Previous data suggesting a possible location of the ship had been inaccurate, forcing the team to go back to the drawing board.
They instead armed themselves with a custom-built sidescan solar system after carrying out exhaustive research.
Vescovo and his army of experts initially located debris from the three-tube torpedo launcher of Sammy B, confirming it was close by.
It was then located on the final day of their diving expeditions and has bagged the title of the world’s deepest shipwreck ever,
Vescovo said of the discovery: “It was an extraordinary honor to locate this incredibly famous ship, and by doing so have the chance to retell her story of heroism and duty to those who may not know of the ship and her crew’s sacrifice.
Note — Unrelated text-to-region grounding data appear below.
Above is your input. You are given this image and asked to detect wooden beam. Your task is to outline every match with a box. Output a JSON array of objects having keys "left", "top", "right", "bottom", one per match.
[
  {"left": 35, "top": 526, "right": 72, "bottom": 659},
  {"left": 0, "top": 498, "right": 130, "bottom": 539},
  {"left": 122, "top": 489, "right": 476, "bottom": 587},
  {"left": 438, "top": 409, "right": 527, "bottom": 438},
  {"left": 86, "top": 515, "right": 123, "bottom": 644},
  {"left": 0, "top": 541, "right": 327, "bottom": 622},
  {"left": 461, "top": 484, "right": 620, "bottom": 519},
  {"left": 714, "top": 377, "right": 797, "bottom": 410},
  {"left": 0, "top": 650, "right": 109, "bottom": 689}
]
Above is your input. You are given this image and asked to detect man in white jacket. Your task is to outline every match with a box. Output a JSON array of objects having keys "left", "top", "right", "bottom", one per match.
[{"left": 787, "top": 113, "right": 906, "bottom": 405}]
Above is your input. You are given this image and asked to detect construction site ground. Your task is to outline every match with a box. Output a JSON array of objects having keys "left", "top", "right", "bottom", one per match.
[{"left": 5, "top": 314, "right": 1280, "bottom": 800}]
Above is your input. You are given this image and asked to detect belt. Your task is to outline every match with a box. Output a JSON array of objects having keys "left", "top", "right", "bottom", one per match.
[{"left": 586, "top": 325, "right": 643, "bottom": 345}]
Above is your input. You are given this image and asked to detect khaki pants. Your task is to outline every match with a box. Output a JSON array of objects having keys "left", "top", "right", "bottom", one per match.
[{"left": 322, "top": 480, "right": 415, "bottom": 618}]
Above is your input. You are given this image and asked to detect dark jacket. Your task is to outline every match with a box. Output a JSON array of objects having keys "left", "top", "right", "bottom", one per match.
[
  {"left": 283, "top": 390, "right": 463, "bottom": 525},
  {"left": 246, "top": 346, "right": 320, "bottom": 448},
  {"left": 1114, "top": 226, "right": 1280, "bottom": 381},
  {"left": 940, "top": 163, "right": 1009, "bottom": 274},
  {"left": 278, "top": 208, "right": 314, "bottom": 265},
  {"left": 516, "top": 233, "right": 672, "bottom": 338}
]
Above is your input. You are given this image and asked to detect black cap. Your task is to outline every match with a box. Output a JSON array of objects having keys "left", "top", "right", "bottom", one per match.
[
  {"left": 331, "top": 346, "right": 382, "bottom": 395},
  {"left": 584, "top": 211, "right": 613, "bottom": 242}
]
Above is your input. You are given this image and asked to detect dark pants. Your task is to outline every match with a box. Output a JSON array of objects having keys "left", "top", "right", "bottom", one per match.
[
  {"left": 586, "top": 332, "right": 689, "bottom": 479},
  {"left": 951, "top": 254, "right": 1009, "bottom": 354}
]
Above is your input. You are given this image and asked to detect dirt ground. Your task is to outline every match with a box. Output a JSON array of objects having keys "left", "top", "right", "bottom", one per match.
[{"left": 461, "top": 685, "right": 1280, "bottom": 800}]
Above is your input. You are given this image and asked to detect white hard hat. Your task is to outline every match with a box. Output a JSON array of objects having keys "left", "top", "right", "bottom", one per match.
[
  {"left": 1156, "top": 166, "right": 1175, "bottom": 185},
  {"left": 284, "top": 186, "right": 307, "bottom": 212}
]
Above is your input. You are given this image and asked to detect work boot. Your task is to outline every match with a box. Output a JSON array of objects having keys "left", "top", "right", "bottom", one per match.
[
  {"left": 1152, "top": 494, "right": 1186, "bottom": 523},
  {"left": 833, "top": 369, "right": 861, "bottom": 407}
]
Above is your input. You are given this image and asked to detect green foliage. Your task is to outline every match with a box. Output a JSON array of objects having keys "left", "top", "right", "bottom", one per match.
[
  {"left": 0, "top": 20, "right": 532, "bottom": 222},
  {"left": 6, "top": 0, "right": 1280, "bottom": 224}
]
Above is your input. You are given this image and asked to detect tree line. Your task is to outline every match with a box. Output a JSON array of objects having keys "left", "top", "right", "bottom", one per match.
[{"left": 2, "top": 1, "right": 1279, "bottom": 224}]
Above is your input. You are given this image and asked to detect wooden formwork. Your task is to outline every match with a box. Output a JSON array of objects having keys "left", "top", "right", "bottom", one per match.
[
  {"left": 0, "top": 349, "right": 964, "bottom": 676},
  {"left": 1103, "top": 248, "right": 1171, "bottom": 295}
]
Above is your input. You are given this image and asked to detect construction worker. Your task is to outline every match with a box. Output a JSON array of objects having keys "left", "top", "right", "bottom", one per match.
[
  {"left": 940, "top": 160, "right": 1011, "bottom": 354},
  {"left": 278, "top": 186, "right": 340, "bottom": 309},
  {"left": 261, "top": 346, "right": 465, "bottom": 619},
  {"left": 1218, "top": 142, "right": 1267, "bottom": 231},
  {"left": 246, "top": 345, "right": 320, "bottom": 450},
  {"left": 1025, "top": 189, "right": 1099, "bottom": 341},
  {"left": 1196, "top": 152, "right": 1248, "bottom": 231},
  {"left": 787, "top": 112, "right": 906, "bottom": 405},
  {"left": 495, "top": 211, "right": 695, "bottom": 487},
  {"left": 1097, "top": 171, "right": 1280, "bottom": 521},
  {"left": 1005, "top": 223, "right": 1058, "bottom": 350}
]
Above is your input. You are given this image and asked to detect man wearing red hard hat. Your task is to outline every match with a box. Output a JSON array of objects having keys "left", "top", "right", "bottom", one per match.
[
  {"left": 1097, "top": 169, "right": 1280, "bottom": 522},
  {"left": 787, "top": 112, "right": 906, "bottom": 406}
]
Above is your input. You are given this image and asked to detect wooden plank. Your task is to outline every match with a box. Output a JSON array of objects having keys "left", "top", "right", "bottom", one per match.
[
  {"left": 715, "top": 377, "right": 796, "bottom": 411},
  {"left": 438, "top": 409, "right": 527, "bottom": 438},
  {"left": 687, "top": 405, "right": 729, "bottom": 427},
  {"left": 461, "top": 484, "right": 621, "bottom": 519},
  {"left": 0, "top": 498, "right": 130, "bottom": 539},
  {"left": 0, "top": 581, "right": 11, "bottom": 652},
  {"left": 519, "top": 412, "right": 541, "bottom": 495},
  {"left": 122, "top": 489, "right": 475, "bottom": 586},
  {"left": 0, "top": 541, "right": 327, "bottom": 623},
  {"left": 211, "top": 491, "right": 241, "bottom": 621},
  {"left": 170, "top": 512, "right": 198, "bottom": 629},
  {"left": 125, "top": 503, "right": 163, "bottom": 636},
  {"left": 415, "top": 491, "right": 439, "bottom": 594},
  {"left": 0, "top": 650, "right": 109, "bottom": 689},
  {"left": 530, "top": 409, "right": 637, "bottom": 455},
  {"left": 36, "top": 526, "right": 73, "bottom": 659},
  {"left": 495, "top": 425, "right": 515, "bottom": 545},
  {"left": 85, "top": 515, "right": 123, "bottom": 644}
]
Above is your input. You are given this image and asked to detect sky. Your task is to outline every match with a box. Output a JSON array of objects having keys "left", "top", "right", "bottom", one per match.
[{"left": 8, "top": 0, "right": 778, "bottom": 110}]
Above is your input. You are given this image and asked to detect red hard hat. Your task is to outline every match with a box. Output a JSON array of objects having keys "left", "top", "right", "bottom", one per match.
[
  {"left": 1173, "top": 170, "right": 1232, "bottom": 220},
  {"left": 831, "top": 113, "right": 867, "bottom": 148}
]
“Resting at 6,895 meters, it is now the deepest shipwreck ever located and surveyed.
“It appears her bow hit the seafloor with some force, causing some buckling,” he explained.
“Her stern also separated about 5 meters on impact, but the whole wreck was together.
“This small ship took on the finest of the Japanese Navy, fighting them to the end.”
The incredible warship is thought to have been taken out by a Japanese vessel during the Battle of Samar in 1944.
The Sammy B sunk alongside other US ships including the USS Johnston and became lost for decades in the ocean.
Vescovo told CNN: “The Sammy B is a small vessel as military ships go, and we weren’t really sure that we could find her in the vast and extremely deep ocean where she went down.
“But with perseverance, some great historical analysis, and a whole lot of deep ocean technology and hard work, we were able to find her and provide a great opportunity to tell her amazing story.
“It is unbelievably thrilling to find a wreck on the bottom of the deep ocean, given all the difficulties in trying to find them.
“It is such an immense privilege to be the first person to see them after they went down in battle almost 80 years ago.”
A combination of “detective work and innovative technology” allowed the team to uncover its final resting place.
Ex-US Navy chiefs described the Sammy B as a “hallowed war grave”.
All data related to the dive, including sonar maps, video and photographs, will be donated to the US Navy.